Bellator fighter Rick Hawn became a seasoned competitor long ago. The Judo player has competed on national and international levels since he was a child.
That's probably why the fighter is able to be so fiery in the ring but cool as chilled steel just a few days before fighting for a major championship. Cagewriter is visiting with Hawn as he heads into an April 18 fight against Douglas Lima for the vacant Bellator welterweight title, and he's calm and unhurried as we pester him with technical questions about the differences between Judo and Brazilian Jiu Jitsu.
Hawn is also relaxed as he talks about taking on Lima but admits that winning the Bellator title would be a major accomplishment. "It would mean a lot," he says.
Hawn is well-acquainted with desire. His dad had studied Judo before Rick was born and got his son into class early on.
By the time Hawn was 12, he had a specific goal in Judo - make the U.S. Olympic team. It was an unusual amount of certainty and commitment for a 12 year-old.
Judo wasn't huge in Hawn's small Oregon town so after high school he moved to Colorado to train at Team USA's Olympic Training Center. Hawn says he saw his family only once a year or so while training in Colorado.
When he moved to Boston to train with Judo legend Jimmy Pedro a few years later, Hawn worked as many side jobs as he needed to pay the bills while training full-time. Now on opposite coasts and mostly self-funded, Hawn saw his family only once perhaps every other year.
"Every day, you wake up thinking of that goal," Hawn remembers of his mindset as a kid and young man pursuing Olympic glory.
All this was what was needed to make his Judo dream come true, in Hawn's mind. It might sound excessive to thouse unfamiliar with high-level athletics but you can't say he was wrong.
Hawn's sacrifice eventually paid off, and he made the 2004 Olympic team. He placed 9th overall at the Athens Summer Games.
When he couldn't do it a second time in 2008, Hawn decided to retire from Judo and began his MMA career. The Judo fighter jumped in with both feet, training with the best and taking fights almost immediately.

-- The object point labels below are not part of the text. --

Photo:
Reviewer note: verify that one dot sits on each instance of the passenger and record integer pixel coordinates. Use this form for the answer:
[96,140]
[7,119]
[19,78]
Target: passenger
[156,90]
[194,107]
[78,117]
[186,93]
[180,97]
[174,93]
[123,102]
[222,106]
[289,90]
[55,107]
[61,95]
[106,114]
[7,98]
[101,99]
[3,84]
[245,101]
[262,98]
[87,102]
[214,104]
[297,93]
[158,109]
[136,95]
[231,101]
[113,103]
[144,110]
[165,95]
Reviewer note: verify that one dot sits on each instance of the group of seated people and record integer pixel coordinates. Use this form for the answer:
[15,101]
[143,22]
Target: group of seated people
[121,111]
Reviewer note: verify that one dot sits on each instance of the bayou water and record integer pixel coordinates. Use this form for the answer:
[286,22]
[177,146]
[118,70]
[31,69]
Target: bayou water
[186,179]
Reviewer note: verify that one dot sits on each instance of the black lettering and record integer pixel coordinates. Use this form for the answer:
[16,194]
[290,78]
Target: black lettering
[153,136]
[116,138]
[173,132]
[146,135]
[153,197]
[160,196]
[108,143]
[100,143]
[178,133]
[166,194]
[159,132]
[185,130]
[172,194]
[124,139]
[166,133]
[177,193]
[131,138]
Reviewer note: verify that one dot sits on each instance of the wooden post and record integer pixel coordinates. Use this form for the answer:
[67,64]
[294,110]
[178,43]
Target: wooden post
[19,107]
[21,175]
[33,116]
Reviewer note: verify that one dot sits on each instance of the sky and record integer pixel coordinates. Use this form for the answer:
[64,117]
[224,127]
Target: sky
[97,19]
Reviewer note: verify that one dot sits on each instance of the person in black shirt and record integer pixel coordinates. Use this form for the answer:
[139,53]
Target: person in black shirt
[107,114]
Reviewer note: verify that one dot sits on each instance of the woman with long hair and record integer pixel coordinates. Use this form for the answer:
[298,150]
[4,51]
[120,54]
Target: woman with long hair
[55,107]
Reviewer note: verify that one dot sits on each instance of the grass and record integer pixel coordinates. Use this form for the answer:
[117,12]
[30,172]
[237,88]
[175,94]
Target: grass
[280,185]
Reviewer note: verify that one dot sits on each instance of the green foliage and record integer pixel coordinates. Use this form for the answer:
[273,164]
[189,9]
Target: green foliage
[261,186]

Hawn had always felt like he knew a secret watching MMA competition as a kid while also training Judo. "We watched the first UFC events with Royce Gracie," he remembers.
"Back then, no one really had any idea what he was doing except for Jiu Jitsu and Judo people. He'd go for something and the announcers would say, 'what is he doing?' and we'd be sitting there like, 'that's an arm bar!'"
Hawn knew he would give fighting a chance one day. His elite Judo pedigree and skills would certainly help him, he felt.
However, he suspected he had something else needed to transition from grappling to full fighting. The MMA world has seen many top athletes from other fight sports, like wrestling, Judo and Brazilian Jiu Jitsu, dabble but flame out in the cage and ring.
Some guys got smashed, sure. Fighting is a cruel hobby.
However, other grapplers found success early but, for whatever reason, decided that fighting wasn't for them. American Olympic wrestler Rulon Gardner is one such example.
The giant won a fight in Pride but said he had no interest in continuing to hit and be hit.
We ask Hawn, is there something inside certain people, in addition to athleticism and skill, that makes them a fighter? Why can some make the transition while other, perhaps even more accomplished grapplers, not?
"Yeah, you know, I think there is," he says.
"Not everyone has 'it.'I've seen guys who were even better than me in Judo and they don't fight and I wonder what it is. I wish I could say what 'it' is, but I don’t know. I've always just been able to take the same approach I had in Judo, in MMA. Even in Judo, I had a killer instinct."
Maybe "killer instinct" is it. Maybe 'it,' is something else. Hawn has fought over twenty times in the last four years, losing just twice.
Tonight, he heads into his biggest fight ever. He's confident and calm.
Perhaps it is because, whatever 'it,' is, Rick Hawn definitely has it.